Background: Obesity is associated with an increased risk of psoriasis.

Objective: In this study, we examined whether body mass index (BMI) is taken into account when choosing first-line biologic therapy for psoriasis.

Methods: In this cohort study, we compared obese (BMI ≥30 kg/m2) and non-obese patients for the first-line biologic therapy prescribed, its survival, reasons for discontinuation, therapy optimization, co-prescription of methotrexate and factors associated with long drug survival.

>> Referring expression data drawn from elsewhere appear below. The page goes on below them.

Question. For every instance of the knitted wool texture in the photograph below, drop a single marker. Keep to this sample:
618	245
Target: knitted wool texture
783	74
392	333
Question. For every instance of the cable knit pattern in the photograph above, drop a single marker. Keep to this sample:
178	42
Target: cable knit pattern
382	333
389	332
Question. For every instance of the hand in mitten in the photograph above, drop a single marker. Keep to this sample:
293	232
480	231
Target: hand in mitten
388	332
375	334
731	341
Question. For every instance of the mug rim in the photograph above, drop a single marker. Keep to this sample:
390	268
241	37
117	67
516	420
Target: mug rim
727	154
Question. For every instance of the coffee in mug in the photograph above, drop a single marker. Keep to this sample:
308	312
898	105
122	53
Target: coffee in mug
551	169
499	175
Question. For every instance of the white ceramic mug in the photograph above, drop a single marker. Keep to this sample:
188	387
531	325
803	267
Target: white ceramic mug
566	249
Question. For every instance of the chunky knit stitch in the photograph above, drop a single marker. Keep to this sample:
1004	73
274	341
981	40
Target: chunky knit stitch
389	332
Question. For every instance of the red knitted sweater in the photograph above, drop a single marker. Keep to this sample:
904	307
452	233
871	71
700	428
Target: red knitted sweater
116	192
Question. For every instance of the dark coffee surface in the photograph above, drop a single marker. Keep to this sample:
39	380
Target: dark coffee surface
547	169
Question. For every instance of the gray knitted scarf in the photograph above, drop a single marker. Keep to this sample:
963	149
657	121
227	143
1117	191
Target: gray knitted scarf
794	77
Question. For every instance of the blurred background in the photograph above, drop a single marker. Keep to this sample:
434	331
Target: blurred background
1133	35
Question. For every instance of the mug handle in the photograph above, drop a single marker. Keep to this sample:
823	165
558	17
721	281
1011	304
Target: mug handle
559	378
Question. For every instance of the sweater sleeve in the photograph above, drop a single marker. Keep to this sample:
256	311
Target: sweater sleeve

Results: A total of 931 patients were included: 594 (64%) were male, median age was 46 years (interquartile range 36-56). The most-prescribed biologic agents as first-line treatment were adalimumab (ADA; 42.7%), ustekinumab (UST; 29.9%) and etanercept (ETA; 22.9%); only frequency of infliximab (IFX) prescription differed between groups. Drug survival was significantly shorter for obese than non-obese patients (p < 2.10-4) and was worse for obese than non-obese patients for UST (p = 0.009) and ETA (p = 0.02), with no difference for ADA (p = 0.11). The main reason for discontinuation was primary inefficacy (62%), which was more frequent in obese than non-obese patients. The cumulative incidence of optimization did not significantly differ between the groups, except for ADA (SHR 1.91, 95% CI [1.23-2.96], p = 0.005). On multivariate analysis, risk of discontinuation was associated with only ETA as first-line biologic therapy (HR 1.51, 95% CI 1.04-2.19).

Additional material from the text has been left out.